Wednesday, July 01, 2009

Bigger Stronger Faster*

BIGGER STRONGER FASTER* (Chris Bell, 2008)

Are athletes who use anabolic steroids cheating? Are the drugs detrimental to one's health? The documentary BIGGER STRONGER FASTER*: THE SIDE EFFECTS OF BEING AMERICAN doesn't always provide the expected answers to these questions.

Director and narrator Chris Bell is a weightlifter struggling with the ethics of steroid use. His two weightlifting brothers take them. He's tried steroids but feels there's something wrong about using such performance enhancements. With BIGGER STRONGER FASTER Bell looks for answers regarding the effects of steroids and the culture's obsession with perfection.

The micro purpose of BIGGER STRONGER FASTER is to explore whether anabolic steroid use is as dangerous as it is claimed to be. Bell speaks to those in the bodybuilding community who don't buy into what they consider unsupported statements of steroid use's irreversible consequences.

Presenting his information as a less strident and glib Michael Moore, Bell makes an apologist's case that is neutral toward steroids, if not an implicit endorsement of them.
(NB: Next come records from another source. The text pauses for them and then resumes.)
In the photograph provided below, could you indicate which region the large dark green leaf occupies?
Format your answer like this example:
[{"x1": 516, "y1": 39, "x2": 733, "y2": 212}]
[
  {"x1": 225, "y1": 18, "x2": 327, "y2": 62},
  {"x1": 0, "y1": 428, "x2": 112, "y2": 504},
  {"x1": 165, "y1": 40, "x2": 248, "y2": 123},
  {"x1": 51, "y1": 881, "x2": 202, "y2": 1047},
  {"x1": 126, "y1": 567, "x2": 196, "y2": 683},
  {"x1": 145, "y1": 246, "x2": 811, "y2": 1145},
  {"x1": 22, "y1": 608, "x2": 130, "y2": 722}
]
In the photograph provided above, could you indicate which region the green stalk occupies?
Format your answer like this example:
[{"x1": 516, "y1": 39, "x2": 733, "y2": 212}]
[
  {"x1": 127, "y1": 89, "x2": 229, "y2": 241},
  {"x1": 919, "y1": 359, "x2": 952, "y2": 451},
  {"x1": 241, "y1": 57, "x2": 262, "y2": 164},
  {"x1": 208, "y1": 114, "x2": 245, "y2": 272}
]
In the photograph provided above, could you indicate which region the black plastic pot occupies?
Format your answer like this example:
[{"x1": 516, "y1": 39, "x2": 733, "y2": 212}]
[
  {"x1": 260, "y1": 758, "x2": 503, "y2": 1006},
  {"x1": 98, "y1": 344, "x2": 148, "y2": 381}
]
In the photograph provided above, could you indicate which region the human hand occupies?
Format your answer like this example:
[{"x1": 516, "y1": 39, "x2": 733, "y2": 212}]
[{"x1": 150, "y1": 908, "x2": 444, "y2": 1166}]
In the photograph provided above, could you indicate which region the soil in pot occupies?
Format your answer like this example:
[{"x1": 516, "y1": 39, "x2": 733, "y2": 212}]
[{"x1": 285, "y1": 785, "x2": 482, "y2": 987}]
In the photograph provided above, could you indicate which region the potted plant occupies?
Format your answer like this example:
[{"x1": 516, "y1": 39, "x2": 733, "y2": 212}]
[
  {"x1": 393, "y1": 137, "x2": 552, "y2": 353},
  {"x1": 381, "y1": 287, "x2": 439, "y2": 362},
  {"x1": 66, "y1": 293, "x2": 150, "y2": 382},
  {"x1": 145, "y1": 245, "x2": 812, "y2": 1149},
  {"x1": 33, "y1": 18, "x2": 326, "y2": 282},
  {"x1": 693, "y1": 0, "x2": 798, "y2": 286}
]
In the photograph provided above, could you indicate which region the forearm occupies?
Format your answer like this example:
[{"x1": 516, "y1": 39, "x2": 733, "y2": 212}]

Considering that he expeditiously discredits the only anti-steroids doctor and layman interviewed in the film, some doubt is cast over the strength and evenhandedness of his arguments. Nevertheless, Bell succeeds at muddying the waters when it comes to what we know versus what we're told in the film about the drugs.

BIGGER STRONGER FASTER'S macro purposes are to determine where the line is between cheating and fairness and to examine what Bell believes to be a uniquely American mindset to be the best no matter the cost.

Why are using steroids to build muscle and quicken recovery times deemed unacceptable while Lasik eye surgery to improve vision is permissible? After all, both give competitive advantages. The naysayers would quickly point out that individuals aren't risking deleterious long-term effects on their well-being (or death) with vision correction. Thus, pro sports administrators don't need to legislate against it, but keep in mind the film proposes that the use of steroids is not as damaging as popularly portrayed. The documentary doesn't, nor should it be expected to, resolve the matter, but it raises big, intriguing questions that rarely, if ever, come up in the hubbub about steroid use in professional athletics, particularly Major League Baseball.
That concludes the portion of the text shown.